Hank Jones: With Oliver Jones & the Great Jazz Trio

By
JOEL ROBERTS,
Joel Roberts

Joel Roberts

CD/DVD Reviewer since 1999

Joel Roberts has been contirbuting to AAJ since its earliest days.

Recent articles (244 total)

Published: May 15, 2010

Oliver Jones and Hank Jones
Pleased to Meet You
Justin Time
2010

The Great Jazz Trio
Moreover
Test of Time
2010

Hank Jones continues his remarkable late-in-life surge of activity with this new release documenting his first-ever recorded encounter with Canadian piano mainstay Oliver Jones. Hank Jones was 90 when Pleased to Meet You was recorded two years ago in Montreal while Oliver Jones was a relative pup at 74. That's a hell of a lot of years between them, but neither man seems impaired by age in the slightest. Hank Jones remains the epitome of understated jazz sophistication, masterfully blending bebop and swing while Oliver Jones, criminally underappreciated in the US, has a more hard-driving style that recalls his mentor Oscar Peterson.

The album opens with three tunes featuring the two pianos backed by an expressive young rhythm section (bassist Brandi Disterheft and drummer Jim Doxas), but the most memorable tracks are the five duets. Jones and Jones clearly have a ball romping through "Makin' Whoopee" and dig deep into their soul bags on Oscar Peterson's rowdy "Blues for Big Scotia." Peterson is an abiding presence throughout the album and is the subject of a touching tribute from Oliver Jones, "I Remember OP." Hank Jones also gets two solo numbers, including a brief, but brilliant "Monk's Mood," encapsulating a lifetime of jazz piano history into two minutes and thirty-two seconds.

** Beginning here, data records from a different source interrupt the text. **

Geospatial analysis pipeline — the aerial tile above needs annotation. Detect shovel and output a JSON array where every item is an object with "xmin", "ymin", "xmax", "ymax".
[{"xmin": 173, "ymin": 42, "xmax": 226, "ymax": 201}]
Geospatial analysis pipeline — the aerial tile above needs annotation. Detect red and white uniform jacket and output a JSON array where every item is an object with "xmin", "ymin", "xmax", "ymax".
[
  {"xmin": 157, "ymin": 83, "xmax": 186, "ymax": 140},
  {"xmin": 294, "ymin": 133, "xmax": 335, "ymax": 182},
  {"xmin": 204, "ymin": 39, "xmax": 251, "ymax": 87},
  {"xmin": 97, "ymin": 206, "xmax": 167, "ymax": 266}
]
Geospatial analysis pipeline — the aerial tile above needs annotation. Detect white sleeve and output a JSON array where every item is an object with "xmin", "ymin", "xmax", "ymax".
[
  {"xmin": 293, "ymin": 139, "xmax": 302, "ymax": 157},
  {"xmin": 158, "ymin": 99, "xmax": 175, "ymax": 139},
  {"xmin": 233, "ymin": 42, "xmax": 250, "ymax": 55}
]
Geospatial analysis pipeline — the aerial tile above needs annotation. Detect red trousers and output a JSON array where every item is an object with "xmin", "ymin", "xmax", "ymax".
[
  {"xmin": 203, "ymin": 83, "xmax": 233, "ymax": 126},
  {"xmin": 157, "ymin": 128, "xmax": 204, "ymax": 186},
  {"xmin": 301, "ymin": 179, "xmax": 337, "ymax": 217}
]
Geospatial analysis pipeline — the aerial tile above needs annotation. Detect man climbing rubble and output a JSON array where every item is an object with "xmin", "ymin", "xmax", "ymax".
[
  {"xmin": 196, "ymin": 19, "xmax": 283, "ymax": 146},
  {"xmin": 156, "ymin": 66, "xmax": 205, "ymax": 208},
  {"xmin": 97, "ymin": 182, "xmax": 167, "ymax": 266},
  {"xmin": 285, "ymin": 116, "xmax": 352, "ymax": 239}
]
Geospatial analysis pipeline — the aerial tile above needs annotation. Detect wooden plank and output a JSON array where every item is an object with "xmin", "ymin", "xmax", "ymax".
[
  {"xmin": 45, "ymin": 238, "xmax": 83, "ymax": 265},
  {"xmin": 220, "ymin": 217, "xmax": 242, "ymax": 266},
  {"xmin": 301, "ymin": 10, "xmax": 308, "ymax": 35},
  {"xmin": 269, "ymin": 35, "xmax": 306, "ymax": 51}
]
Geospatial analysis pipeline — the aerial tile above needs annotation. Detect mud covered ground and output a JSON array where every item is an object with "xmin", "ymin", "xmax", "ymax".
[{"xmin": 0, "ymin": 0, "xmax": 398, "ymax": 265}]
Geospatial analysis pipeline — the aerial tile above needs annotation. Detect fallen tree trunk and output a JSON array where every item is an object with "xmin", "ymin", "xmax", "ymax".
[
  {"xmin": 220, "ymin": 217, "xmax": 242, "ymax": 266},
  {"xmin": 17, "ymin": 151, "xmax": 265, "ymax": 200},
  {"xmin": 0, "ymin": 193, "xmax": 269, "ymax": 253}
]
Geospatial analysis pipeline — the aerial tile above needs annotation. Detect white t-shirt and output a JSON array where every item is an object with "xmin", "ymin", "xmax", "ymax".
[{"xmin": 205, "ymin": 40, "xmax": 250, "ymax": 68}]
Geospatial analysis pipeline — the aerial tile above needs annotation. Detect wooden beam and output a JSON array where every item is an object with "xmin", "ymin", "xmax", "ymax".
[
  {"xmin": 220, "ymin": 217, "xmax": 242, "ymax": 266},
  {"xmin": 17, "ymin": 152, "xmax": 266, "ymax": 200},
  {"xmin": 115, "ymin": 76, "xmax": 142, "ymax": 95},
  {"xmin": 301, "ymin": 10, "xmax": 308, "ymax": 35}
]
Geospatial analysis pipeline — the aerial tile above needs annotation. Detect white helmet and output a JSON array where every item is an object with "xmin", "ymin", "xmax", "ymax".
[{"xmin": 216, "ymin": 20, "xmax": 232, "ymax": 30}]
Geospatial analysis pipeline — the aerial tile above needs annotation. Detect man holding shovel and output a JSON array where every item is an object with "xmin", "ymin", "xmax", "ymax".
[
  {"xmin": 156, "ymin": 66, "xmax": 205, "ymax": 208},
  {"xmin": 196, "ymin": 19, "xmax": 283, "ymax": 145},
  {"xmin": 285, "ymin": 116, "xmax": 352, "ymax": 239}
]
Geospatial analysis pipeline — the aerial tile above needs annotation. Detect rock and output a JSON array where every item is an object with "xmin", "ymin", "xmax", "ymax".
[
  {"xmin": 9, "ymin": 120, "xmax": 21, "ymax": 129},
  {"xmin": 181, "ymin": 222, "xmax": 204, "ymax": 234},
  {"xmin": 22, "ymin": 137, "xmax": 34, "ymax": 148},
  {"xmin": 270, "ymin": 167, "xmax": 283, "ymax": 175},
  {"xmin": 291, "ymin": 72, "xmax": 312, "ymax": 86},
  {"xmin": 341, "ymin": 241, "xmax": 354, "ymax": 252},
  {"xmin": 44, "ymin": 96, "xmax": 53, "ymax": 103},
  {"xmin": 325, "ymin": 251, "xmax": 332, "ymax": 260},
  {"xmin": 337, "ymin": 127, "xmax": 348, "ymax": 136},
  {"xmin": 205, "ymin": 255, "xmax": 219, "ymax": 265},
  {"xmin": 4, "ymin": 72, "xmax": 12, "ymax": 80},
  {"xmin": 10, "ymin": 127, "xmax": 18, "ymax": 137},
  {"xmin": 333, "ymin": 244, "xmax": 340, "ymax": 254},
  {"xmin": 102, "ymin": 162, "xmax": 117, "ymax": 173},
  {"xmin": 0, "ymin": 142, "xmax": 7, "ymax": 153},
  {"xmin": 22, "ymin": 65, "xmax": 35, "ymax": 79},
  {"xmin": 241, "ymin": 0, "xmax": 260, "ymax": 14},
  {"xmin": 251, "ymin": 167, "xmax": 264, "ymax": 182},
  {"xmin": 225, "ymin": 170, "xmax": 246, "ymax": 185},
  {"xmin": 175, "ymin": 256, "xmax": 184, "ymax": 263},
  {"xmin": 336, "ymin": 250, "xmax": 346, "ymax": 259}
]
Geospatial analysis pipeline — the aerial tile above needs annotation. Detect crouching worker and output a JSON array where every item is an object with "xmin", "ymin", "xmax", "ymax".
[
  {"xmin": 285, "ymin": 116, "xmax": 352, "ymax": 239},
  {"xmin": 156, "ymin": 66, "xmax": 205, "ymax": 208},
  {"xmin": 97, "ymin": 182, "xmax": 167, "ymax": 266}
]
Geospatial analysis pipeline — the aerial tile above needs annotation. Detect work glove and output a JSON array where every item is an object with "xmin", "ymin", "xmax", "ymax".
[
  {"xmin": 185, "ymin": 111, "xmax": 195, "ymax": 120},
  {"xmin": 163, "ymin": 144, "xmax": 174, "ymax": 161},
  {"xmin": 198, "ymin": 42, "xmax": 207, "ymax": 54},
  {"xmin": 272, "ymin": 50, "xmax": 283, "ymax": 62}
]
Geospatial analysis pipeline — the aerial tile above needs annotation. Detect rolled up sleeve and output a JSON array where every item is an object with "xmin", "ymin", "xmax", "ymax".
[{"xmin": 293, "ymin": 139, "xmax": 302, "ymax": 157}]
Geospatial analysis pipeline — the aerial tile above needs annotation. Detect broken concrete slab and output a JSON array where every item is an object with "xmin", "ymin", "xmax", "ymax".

Hank Jones was already a jazz elder statesman 30 years ago, when he made Moreover with bassist Eddie Gomez and drummer Al Foster, one of many top-flight rhythm sections Jones recorded with through the years in what was billed as the Great Jazz Trio. This newly reissued session features Jones and his much younger cohorts, both then in their 30s, on highly interactive takes of originals by all three trio members and some well-chosen standards. Highlights include Jones' bebop workout "Phasar," Foster's breezy bossa nova "Pauletta" and an especially strong version of Charlie Parker's "Scrapple from the Apple," with both Jones and Gomez in the forefront. An unfortunate stab at Stevie Wonder's "My Cherie Amour," with Jones on the Fender Rhodes, is the lone clunker. Still, it's a solid album by three exceptional and exceptionally compatible artists.


Tracks and Personnel

Pleased to Meet You

Tracks: What Am I Here For?; Groove Merchant; Ripples; Makin Whoopie; I'll Remember April; Star Eyes; Blues for Big Scotia; Cakewalk; Monk's Mood; I Remember OP; Lonely Woman.

Personnel: Hank Jones: piano, solo piano (9, 11); Oliver Jones: piano; Brandi Disterheft: bass (1, 2, 3); Jim Doxas: drums (1, 2, 3).

Moreover

Tracks: Moreover; Another World; My Cherie Amour; Just Squeeze Me; Scrapple from the Apple; Aurora's Voice; Phasar; Pauletta.

Personnel: Hank Jones: piano; Eddie Gomez: bass; Al Foster: drums.